§ 39-1-27.4. Transition charges authorized.
(a) An electric distribution company that purchases power at wholesale from a wholesale power supplier under an all-requirements contract shall be authorized to execute an agreement terminating, in whole or in part, such all-requirements contracts on terms that require payment of a contract termination fee complying with the requirements in subsection (b) and notwithstanding any other provisions of this title, shall be allowed to recover the payment through a nonbypassable transition charge paid by all customers of the electric distribution company. Any nonregulated power producer may pay all or a part of its customers’ transition charges.

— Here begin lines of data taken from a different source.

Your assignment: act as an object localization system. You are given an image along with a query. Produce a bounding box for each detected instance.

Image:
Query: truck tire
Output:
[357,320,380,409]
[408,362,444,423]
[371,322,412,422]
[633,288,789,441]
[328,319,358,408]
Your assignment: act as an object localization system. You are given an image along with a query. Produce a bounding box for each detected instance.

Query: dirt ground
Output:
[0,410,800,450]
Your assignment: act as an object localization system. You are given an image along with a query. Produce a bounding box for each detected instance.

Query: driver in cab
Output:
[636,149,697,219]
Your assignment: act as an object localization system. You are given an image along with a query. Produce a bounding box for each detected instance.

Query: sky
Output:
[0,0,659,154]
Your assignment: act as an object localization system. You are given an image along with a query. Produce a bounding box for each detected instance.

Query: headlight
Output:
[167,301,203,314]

(b) The contract termination fee paid by the electric distribution company to its wholesale power supplier shall include the electric distribution company’s share of its wholesale supplier’s costs associated with the following:
(1) Regulatory assets related to the generation business that include costs for which recovery has been deferred to the future in accordance with prior rate cases or settlements approved by regulators, or consistent with regulatory precedent; regulatory assets of affiliated fuel suppliers; and transition obligations for post-retirement healthcare costs of the wholesale supplier; and
(2) Nuclear obligations including decommissioning costs and nuclear costs independent of operation. Transition costs attributable to nuclear decommissioning must be deposited in unit-specific decommissioning trust funds or returned to customers if not needed. Nuclear costs independent of operation shall mean estimated nuclear operation and maintenance expenses that would be incurred assuming the nuclear units were to permanently cease operating on December 31, 1997; and
(3) Above-market payments to power suppliers for purchased power contracts of the wholesale power supplier in place as of December 31, 1995, together with reasonable payments of the wholesale power supplier to buy out of these contracts or to reduce payments pursuant to them; and
(4) The net unrecovered commitments and capital costs of all generating plants owned directly or indirectly by the electric distribution company and its wholesale power supplier as of December 31, 1995, whether or not the generating plants are operating, including natural gas conversion costs and above-market pipeline demand charges. Except as provided above, no operation or maintenance expenses associated with existing fossil-fired or hydroelectric generating facilities may be included in contract termination fees to be recovered by electric distribution companies from customers through transition charges.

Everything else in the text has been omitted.